In a previous blog post, we discussed tax implications that come with dividing property in a divorce. As shared in that post, sometimes property division of retirement accounts can trigger tax consequences. Beyond the potential tax impact of asset divisions, there are some additional factors that come into play for each party in a divorce when minor children are involved, when it comes time to file income tax returns during or after a divorce. One of those determinations is which parent can "claim" the child on their taxes.
Claiming the "Personal Exemption" for a Child
For the 2015 tax year, the IRS "Personal Exemption" amount is $4,000, an increase of $50 over the 2014 exemption amount. The rules for claiming an exemption for a child are fairly straightforward. Essentially, only one parent can claim the exemption for each child in given year. Most of the time, the custodial parent will be the one able to claim the exemption, however the IRS provides that the non-custodial parent may be able to claim the exemption if all of the following are true:
1. The parents are divorced or legally separated under a written decree or agreement or lived apart at all times during the last six months of the tax year;
2. The child did not provide more than 1/2 of his or her own support during the year, and instead received such support from his or her parents;
3. One or both parents have custody of the child for more than half of the year; and
4. The custodial parent agrees in writing to not claim the child on their taxes and the other parent attaches this writing to their own tax return.

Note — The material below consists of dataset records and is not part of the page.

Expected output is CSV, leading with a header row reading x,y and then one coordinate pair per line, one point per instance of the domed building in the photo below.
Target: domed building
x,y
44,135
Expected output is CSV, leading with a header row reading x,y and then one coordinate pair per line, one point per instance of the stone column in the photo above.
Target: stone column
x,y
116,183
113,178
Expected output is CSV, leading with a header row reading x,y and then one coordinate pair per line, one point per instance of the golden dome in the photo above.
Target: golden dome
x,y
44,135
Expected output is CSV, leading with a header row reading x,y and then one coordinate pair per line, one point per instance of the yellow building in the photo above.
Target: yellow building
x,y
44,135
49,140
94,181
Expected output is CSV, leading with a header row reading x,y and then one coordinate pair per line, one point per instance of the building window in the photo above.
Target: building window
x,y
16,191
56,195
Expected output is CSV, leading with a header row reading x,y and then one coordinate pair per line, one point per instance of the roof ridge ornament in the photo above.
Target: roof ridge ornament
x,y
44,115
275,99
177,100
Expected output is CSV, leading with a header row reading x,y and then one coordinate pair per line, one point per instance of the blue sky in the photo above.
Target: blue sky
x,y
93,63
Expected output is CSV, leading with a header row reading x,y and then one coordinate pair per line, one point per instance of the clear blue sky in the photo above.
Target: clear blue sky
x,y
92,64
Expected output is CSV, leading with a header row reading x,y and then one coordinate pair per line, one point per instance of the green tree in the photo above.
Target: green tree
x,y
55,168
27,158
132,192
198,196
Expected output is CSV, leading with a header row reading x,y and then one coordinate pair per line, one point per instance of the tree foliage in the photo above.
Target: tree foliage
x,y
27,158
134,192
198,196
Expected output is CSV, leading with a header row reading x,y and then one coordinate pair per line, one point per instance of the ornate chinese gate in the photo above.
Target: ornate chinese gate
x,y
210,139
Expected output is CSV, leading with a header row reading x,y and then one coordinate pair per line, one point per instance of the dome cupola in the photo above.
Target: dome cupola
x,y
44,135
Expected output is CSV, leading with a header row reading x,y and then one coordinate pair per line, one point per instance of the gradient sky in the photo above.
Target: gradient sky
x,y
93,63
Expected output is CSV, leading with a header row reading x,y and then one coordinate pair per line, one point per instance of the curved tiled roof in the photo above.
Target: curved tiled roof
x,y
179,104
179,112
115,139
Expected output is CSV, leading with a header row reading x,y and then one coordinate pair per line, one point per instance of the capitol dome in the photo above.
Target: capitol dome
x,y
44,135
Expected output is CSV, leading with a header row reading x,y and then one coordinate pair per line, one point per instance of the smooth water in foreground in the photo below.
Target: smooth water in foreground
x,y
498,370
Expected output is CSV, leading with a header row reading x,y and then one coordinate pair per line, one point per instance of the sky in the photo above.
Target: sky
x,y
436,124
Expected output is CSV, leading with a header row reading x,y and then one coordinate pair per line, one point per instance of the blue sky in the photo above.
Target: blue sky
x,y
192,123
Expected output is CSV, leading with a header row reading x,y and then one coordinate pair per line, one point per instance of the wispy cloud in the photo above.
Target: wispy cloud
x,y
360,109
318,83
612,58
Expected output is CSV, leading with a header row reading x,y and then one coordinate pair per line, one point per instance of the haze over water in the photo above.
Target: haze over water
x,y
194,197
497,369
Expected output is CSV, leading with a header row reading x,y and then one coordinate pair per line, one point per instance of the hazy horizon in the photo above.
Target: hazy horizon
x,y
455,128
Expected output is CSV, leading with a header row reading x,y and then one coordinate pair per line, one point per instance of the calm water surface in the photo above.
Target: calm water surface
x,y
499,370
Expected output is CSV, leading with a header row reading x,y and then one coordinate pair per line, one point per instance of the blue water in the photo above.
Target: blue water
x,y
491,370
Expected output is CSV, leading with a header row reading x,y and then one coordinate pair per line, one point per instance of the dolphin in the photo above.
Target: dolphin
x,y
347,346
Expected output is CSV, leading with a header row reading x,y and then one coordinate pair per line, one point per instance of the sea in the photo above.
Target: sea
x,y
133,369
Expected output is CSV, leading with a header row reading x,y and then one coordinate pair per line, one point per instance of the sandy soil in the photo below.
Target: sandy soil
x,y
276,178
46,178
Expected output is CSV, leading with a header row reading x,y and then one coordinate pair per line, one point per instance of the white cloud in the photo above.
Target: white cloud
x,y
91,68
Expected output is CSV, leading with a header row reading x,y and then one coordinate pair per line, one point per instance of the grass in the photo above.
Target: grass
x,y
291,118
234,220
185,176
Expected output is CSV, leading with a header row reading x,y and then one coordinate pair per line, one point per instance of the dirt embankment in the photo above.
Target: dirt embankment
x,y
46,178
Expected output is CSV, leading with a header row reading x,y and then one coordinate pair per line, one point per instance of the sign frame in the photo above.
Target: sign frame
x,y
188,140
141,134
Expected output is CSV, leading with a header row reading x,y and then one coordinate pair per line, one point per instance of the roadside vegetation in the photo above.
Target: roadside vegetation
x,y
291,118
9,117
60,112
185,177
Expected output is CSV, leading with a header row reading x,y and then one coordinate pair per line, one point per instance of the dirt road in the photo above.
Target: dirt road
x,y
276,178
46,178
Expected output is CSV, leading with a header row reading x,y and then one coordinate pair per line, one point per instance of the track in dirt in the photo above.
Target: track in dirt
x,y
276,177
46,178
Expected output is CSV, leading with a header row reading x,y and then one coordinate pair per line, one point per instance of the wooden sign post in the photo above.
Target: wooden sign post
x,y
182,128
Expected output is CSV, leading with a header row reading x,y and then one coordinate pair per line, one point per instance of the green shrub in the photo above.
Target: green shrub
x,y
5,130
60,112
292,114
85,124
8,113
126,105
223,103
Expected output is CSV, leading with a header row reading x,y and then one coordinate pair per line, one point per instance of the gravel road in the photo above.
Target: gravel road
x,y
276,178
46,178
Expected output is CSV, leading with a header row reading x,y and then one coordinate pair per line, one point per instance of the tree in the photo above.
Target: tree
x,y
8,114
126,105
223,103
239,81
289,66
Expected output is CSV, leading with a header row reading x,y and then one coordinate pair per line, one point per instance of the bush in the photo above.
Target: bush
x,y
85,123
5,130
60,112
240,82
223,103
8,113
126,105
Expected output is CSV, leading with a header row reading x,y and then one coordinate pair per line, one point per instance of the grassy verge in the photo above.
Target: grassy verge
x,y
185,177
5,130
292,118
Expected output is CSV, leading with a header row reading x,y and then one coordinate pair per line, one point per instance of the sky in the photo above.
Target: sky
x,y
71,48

If all of those statements are true, the non-custodial parent can claim the child both as a dependent and as a qualifying child for the child tax credit.
Sometimes, the number of nights a child spends with each parent is the same; in other words, there is no clear-cut "custodial" and "non-custodial" parent. In those scenarios, the IRS says that the parent with the higher adjusted gross income (AGI) is the custodial parent for tax purposes.
Of course, decisions about custody of minor children during and after a divorce in Nevada come with emotional considerations, and must first and foremost be made with each child's best interest in mind. As discussed here, those decisions also come with important tax implications that must be handled appropriately come tax time. To protect both your child's best interests and your own interests in a divorce, it is important to get legal representation as early as possible, to engage an attorney who can advocate for you throughout the proceedings.